La iglesia (durante la visita del Papa a Cuba, este no tuvo contacto con la disidencia ignorándolos), de un tirón, se coloca a la cabeza de los que luchan por la emancipación, arrebatándole para los que no saben, la mayoría desinformada, el protagonismo, a los verdaderos luchadores en las calles, neutralizándolos parcialmente, relegados, demonizados.

El Cardenal Ortega es la figura, no Biscet o Las Damas De Blanco.

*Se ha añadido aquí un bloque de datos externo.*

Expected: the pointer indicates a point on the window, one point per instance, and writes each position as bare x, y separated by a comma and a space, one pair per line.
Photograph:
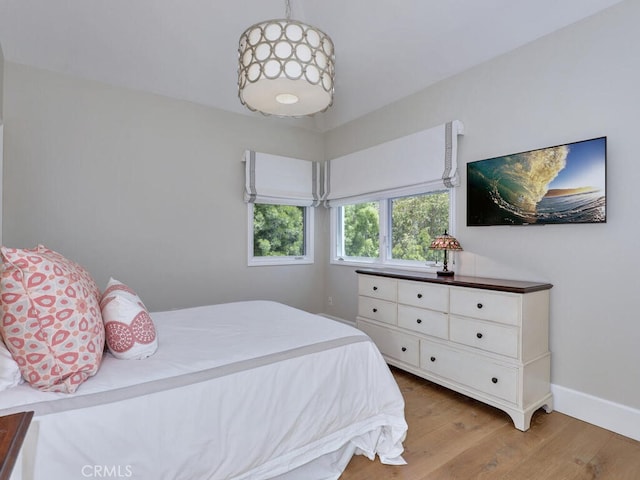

Toma decisiones, hace promesas, pide paciencia. viaja, se vincula con congresistas y anuncia libertades de presos políticos, mientras el agradecimiento se hace patente en los mismo que siempre prefirió atomizar y la opinión internacional mejora tanto para los cristianos como para los comunistas.

Son maniobras complejas que una visión social distorsionada de la realidad, como la que nos han creado a través de la acumulación de múltiples aflicciones en más de medio siglo, no verá, porque en su mayoría, ignoran que los dogmas dictatoriales de las religiones y los gobiernos totalitarios, se interponen en la moral común de los hombres y los enfrentan entre si.

Pasaremos entonces cuando se produzca el esperado cambio, de la moral socialista impuesta, con sus doctrinas de dominio absoluto y obediencia total, a la moral religiosa de obediencia absoluta y creencia sin limites a los intermediarios de Dios, que son muchos, muy variados en todo el país, mientras se organizan los convocados a dirigir, sin permitirnos dejar florecer no sabemos hasta cuando, la auténtica moral que surge natural cuando se es libre y se coloca en la cumbre de lo humano, en busca del perfeccionamiento ético, el mismo que nos enseñaron nuestros abuelos en los tiempos que se publicaban menos gacetas oficiales, se proporcionaba más educación cívica y que perdimos hace mucho sin saber dónde fue a parar, ni cuando volverá.

No me gustan las doctrinas
las normas me dan pavor
los reglamentos peor
las leyes son la mentira.

Manipulando en la tira
clérigos y gobernantes
se dividen en dos partes
una sociedad que espira.

¿Con cuánto esfuerzo podremos hacer la vida normal
abandonando los yerros y los caminos peores
escogiendo libremente cual será nuestra moral?